Character Identification is an entity linking task that finds the global entity of each personal mention in multiparty dialogue. Let a mention be a nominal referring to a person (e.g., she, mom, Judy), and an entity be a character in a dialogue. The goal is to assign each mention to its entity, who may or may not participate in the dialogue. For the following example, the mention "mom" is not one of the speakers; nonetheless, it clearly refers to the specific person, Judy Geller, that could appear in some other dialogue. Identifying such mentions as real characters requires cross-document entity resolution, which makes this task challenging.
This task is a part of the Character Mining project led by the Emory NLP research group.
All personal mentions are annotated with their global entities. For the above example, the first mention "I" is annotated with its global entity, Ross Geller, and the second mention "mom" is annotated with, Judy Geller, and so on. The mention detection is first performed automatically then corrected manually. The entity annotation is mostly crowdsourced although lots of them are fixed manually by experts.
For each season, episodes 1 ~ 19 are used for training (TRN), 20 ~ 21 for development (DEV), and 22 ~ rest for evaluation (TST).

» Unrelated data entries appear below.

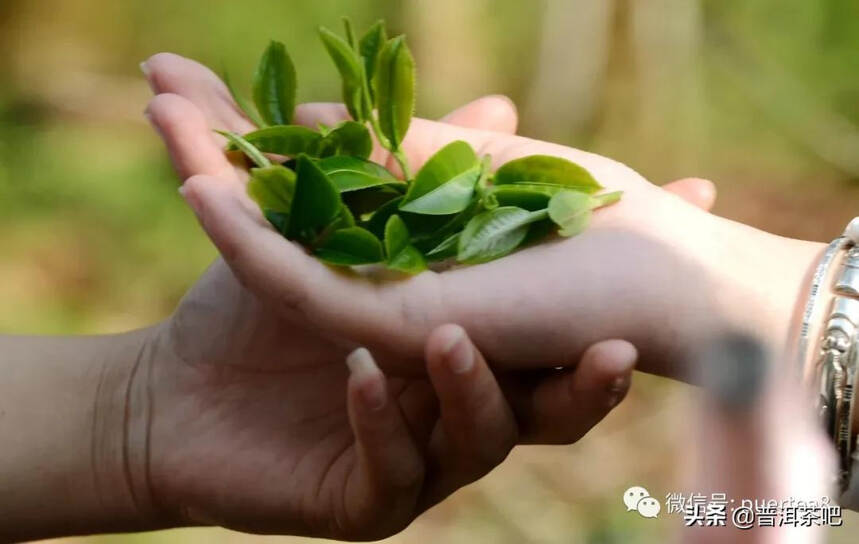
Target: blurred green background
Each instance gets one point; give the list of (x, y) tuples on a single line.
[(761, 96)]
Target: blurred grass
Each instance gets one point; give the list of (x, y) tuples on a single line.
[(760, 96)]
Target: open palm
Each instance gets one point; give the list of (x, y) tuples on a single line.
[(575, 285), (252, 427)]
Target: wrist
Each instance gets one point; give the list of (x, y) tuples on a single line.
[(759, 280), (73, 433)]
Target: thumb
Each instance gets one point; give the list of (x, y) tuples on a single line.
[(699, 192)]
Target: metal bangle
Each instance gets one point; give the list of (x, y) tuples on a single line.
[(820, 273)]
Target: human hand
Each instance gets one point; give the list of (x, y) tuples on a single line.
[(278, 450), (335, 303), (241, 393)]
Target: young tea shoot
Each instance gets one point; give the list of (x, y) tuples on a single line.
[(348, 210)]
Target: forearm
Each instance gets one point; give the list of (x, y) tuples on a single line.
[(70, 408)]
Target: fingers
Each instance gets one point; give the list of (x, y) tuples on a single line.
[(478, 424), (390, 469), (477, 428), (193, 148), (696, 191), (494, 112), (560, 409), (169, 73)]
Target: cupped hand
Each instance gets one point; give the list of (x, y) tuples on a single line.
[(249, 426), (320, 452), (626, 277)]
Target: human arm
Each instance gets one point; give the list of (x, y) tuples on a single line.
[(651, 269)]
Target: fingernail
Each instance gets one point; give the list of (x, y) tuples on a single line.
[(371, 388), (458, 352)]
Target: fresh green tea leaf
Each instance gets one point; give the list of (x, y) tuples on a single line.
[(350, 34), (547, 170), (427, 240), (246, 147), (274, 85), (446, 249), (348, 138), (521, 195), (395, 90), (571, 211), (401, 254), (495, 233), (243, 105), (370, 46), (348, 63), (289, 140), (316, 202), (445, 184), (353, 174), (344, 219), (376, 223), (351, 246), (273, 188)]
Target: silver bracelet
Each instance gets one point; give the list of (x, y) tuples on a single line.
[(836, 364)]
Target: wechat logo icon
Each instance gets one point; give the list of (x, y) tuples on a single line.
[(637, 498)]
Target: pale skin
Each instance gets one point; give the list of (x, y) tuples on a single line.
[(233, 409)]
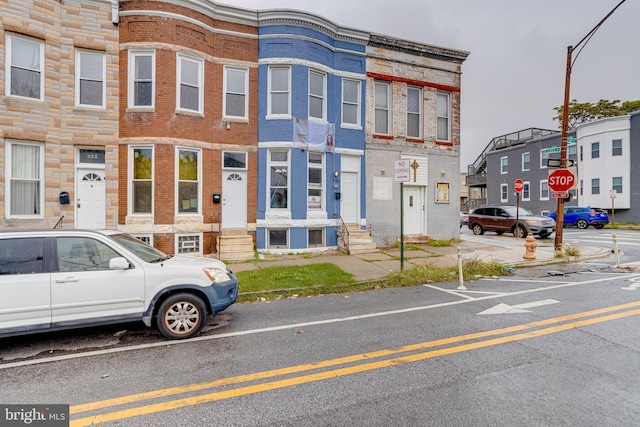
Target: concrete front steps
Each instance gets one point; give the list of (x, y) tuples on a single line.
[(235, 245), (360, 241)]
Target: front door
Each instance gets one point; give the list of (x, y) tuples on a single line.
[(234, 199), (349, 198), (90, 198), (413, 210)]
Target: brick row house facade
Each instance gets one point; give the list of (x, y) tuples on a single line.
[(204, 128)]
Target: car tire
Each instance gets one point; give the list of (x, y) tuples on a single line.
[(520, 231), (582, 223), (181, 316)]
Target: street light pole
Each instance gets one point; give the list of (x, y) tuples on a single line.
[(565, 123)]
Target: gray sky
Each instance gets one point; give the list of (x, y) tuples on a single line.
[(515, 73)]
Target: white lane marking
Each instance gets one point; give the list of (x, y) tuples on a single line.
[(298, 325), (518, 308)]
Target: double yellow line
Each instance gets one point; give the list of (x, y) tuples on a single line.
[(518, 332)]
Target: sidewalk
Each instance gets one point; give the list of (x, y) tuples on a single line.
[(506, 250)]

Dataset | Episodes | Scenes | Utterances | Tokens | Speakers | Mentions | Entities |
---|---|---|---|---|---|---|---|
TRN | 76 | 987 | 18,789 | 262,650 | 265 | 36,385 | 628 |
DEV | 8 | 122 | 2142 | 28523 | 48 | 3932 | 102 |
TST | 13 | 192 | 3,597 | 50,232 | 91 | 7,050 | 165 |
Total | 97 | 1,301 | 24,528 | 341,405 | 331 | 47,367 | 781 |
Each utterance is split into sentences and personal mentions in every sentence are annotated with their entities. For the example below, the utterance consists of one sentence including four mentions. The first three mentions, I, *mom and dad, are singular that refer to Ross Geller, Judy Geller and Jack Geller, respectively. The last mention, they, is plural that refers to both Judy Geller and Jack Geller.
{
"utterance_id": "s01_e01_c01_u039",
"speakers": ["Ross Geller"],
"transcript": "I told mom and dad last night, they seemed to take it pretty well.",
"tokens": [
["I", "told", "mom", "and", "dad", "last", "night", ",", "they", "seemed", "to", "take", "it", "pretty", "well", "."]
],
"character_entities": [
[[0, 1, "Ross Geller"], [2, 3, "Judy Geller"], [4, 5, "Jack Geller"], [8, 9, "Jack Geller", "Judy Geller"]]
]
}
Each mention is annotated by the following scheme:
[begin_index, end_index, entity(, entity)*]
begin_index: int
- the beginning token index of the mention (inclusive).end_index: int
- the ending token index of the mention (exclusive).entity: str
- the label of the entity.